Die junge Frau machte sich auf den Weg. In der Zwischenzeit versuchte der Hauptkommissar, noch etwas über die Kundschaft des „Red Farmhouse“ zu erfahren; da aber wurde Barwick, der vorher so mitteilsam gewesen war, entschieden einsilbiger. Er druckste ein bisschen herum, sprach von den Autobahn-Kunden und den Leuten aus dem Ruhrgebiet, die gerne aufs Land kämen. Es sei schließlich, wie man bei der Polizei bestimmt wisse, ein Geschäft mit Diskretions-Charakter.

Der Wirt schien erleichtert zu sein, als Kathrin Eilers zurückkam und nicht nur die Siegelmarken mitbrachte, sondern auch einen jungen Beamten der Schutzpolizei. Den hatte Schücking geschickt. Bei der Bergung der Leiche habe man zwischen den beiden Vordersitzen eine Handtasche gefunden, anscheinend die des Opfers. Eine erste Durchsuchung hätte bereits alle wichtigen Papiere, Schlüssel und Utensilien der Sandra Keiten zum Vorschein gebracht. Es sähe ganz so aus, als sei sie das Opfer. Die Tasche, nach erster Durchsicht sicher verpackt, befände sich oben im Wagen. Kattenstroht möge sie gleich mitnehmen.

Der tastete sich vorsichtig an ein neues Problem heran: „Sie sehen, Herr Barwick, es läuft alles auf Ihre Sandra Keiten hinaus. Würden Sie uns, Sie haben sie ja gut gekannt, eventuell für die Identifizierung zur Verfügung stehen?“ Kattenstroht verschwieg auch nicht, dass es sich um keinen schönen Anblick handeln würde. Der Wirt zögerte, erklärte dann aber doch seine Bereitschaft, sich für den kommenden Vormittag in der Gerichtsmedizin einzufinden. Soweit er wusste hätte die Sandra keinen einsatzfähigen Verwandten mehr, wie er sich ausdrückte. So wurden Visitenkarten übergeben und Telefonnummern ausgetauscht.

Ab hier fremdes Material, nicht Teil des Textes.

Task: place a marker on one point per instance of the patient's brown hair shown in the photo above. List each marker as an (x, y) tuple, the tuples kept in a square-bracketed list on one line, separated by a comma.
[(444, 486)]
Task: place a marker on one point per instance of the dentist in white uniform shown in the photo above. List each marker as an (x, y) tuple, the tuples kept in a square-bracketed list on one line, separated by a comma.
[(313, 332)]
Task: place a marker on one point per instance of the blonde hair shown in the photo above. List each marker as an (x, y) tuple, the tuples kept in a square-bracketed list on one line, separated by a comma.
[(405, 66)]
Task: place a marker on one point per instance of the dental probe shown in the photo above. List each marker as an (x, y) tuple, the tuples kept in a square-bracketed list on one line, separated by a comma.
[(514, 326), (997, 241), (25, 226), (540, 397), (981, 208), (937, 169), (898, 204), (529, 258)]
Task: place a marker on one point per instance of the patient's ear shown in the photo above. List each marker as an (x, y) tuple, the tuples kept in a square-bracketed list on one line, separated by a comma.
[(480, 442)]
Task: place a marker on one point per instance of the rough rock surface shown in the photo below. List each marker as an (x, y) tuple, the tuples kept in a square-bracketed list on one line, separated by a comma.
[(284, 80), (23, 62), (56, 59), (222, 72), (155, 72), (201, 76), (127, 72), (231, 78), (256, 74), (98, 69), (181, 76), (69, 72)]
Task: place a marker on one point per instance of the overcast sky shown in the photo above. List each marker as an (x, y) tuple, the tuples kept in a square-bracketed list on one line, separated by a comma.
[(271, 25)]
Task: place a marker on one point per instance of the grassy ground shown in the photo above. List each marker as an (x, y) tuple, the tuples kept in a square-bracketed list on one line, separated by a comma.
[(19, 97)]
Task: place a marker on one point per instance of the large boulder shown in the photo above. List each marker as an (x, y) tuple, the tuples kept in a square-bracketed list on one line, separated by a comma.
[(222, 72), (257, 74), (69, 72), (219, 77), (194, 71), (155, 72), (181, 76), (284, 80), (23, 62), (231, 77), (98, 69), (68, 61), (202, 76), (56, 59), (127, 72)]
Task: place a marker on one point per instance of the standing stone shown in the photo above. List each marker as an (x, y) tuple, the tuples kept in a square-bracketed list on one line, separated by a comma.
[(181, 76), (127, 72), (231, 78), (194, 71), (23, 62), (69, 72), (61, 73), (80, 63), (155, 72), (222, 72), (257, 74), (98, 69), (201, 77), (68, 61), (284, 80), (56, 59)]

Kattenstroht versiegelte anschließend den Spind. Um den würde man sich am nächsten Tag kümmern. Oben im Gastraum angekommen, bat er Barwick, doch noch einmal einen Blick auf den Saal werfen zu dürfen, der sich hinter den beiden Schiebetüren im Thekenraum verbarg. Der Wirt schaltete die Beleuchtung ein, denn hier waren die Fensterläden verschlossen. Der große Raum wurde von zwei Bühnen dominiert; die eine in der Ecke war fest installiert. Die in der Mitte war offensichtlich eine Drehbühne. Jede Menge Strahler und Spots für Lichteffekte hingen an der Decke. Der Wirt schien an der Technik seinen Spaß zu haben, denn er fuhr die Beleuchtung einmal hoch und ließ ein kleines automatisches Lichtprogramm abfahren. Aber wegen der blauen und roten Tapeten, der dramatischen Bilder und Farbfelder blieben die in Nischen stehenden Sitzgruppen in einem gewissen Halbdunkel. „Und da hat Sandra noch gestern Abend getanzt!“, bemerkte der Wirt mit leiserer Stimme.

„Ist ja ein richtiger Hingucker!“, kommentierte der Hauptkommissar trocken, aber anerkennend die Ausstattung. Barwick entgegnete: „Aber Sie wissen doch, Herr Kommissar, wir verkaufen Illusionen.“

Augenblicklich setzte Kattenstroht nach: „Wie sind Sie eigentlich zu diesem Gewerbe gekommen?“, wollte er wissen.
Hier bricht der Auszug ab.